I realize that I just told you a whole lot of what happens in this movie, but I really wanted to make sure you took two things away from it. One – every person not named Ken in this movie sucks and only Ken is worthy of any sympathy. On top of that, many of the stories in the film are underdeveloped because there are simply too many characters and things going on to devote any time on them. I nearly choked laughing when the mostly under-twenty-five female audience went “AWWWWWW” when Ken showed back up at the end. Don’t they know they were tricked into believing that there was love between two characters whose entire shown interaction consisted of copy-room sex, arguing about a Christmas tree, and fighting in a baby store? Those girls are in for a rude awakening.

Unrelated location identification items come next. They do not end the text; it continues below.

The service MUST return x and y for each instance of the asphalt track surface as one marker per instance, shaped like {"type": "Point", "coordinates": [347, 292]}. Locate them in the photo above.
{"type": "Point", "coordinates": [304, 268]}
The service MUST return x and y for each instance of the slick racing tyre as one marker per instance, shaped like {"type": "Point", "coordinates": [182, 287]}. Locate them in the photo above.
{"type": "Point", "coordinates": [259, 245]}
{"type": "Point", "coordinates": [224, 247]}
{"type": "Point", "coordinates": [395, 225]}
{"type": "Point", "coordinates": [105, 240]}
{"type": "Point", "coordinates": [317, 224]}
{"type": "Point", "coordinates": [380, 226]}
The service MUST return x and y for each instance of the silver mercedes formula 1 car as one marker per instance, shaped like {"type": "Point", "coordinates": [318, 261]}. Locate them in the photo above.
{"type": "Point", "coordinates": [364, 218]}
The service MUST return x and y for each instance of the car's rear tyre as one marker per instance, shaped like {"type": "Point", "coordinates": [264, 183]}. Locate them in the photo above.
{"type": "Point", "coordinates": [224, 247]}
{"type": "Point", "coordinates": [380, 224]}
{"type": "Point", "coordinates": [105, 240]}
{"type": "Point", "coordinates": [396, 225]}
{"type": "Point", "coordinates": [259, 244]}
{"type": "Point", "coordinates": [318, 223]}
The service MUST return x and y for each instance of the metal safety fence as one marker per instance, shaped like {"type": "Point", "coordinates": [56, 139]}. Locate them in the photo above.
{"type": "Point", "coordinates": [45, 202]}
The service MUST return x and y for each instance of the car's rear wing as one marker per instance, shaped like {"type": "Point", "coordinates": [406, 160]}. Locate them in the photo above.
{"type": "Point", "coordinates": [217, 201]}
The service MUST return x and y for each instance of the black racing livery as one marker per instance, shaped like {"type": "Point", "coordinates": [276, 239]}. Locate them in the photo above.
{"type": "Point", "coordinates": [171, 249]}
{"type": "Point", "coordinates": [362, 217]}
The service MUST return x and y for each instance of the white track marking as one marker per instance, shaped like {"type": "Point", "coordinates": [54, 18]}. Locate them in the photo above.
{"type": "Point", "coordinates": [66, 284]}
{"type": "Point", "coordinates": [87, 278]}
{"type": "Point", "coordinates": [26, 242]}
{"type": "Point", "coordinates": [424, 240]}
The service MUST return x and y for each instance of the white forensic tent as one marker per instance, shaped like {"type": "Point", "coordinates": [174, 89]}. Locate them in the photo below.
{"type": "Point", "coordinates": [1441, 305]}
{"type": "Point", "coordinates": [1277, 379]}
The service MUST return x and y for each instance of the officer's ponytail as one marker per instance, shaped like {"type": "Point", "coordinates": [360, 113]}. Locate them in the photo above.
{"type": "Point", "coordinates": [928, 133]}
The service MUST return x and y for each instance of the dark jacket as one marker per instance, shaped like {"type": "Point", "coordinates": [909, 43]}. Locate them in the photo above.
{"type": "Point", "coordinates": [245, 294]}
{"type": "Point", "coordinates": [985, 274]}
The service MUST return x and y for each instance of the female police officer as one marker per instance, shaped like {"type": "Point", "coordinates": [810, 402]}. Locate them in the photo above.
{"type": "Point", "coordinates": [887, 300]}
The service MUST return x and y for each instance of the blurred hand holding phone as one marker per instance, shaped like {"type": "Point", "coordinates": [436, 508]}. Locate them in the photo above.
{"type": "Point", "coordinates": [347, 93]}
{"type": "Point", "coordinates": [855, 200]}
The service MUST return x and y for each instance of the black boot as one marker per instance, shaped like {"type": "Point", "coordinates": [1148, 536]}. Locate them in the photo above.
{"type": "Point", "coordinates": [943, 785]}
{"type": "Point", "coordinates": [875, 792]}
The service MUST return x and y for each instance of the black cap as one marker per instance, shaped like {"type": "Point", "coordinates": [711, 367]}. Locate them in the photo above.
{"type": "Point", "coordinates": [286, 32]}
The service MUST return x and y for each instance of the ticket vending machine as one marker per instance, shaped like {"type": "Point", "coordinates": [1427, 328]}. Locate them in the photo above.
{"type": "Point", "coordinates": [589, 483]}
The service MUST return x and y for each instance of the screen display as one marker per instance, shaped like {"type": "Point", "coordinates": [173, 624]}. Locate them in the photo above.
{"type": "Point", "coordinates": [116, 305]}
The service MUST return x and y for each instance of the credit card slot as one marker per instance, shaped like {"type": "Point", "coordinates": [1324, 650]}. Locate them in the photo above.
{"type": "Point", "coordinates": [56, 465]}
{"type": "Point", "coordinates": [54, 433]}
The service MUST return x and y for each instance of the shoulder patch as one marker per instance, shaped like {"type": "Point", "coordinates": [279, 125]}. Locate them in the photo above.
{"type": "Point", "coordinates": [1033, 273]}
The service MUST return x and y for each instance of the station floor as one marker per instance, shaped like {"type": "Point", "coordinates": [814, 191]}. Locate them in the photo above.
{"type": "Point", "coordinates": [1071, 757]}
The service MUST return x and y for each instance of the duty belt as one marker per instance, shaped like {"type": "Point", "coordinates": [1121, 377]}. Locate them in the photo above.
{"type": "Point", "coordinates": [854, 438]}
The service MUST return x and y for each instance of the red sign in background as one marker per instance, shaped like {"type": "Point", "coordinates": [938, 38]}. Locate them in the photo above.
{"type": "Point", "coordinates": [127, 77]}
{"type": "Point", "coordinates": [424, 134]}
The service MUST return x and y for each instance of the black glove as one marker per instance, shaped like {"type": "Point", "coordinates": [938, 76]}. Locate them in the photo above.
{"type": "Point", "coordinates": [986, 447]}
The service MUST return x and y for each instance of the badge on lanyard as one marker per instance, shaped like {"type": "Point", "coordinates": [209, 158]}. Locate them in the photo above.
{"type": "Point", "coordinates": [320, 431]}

The second thing is that the movie wasn’t very funny. Yes, there are a handful of funny parts – mostly in the form of crude, British-accented one-liners from Robin – but the movie seemed far too concerned with thinking of as many different versions of single people as it could, rather than focusing on teaching its main character how to actually be single and having fun with that. When a movie’s most notable gag is showing Alice unable to unzip her own clothes (if she can’t unzip them, how did she get them zipped in the first place?!), you know the com part of rom-com was just someone jerking you around.
Rating: Ask for nine dollars back because at least Rebel Wilson was trying to make you laugh.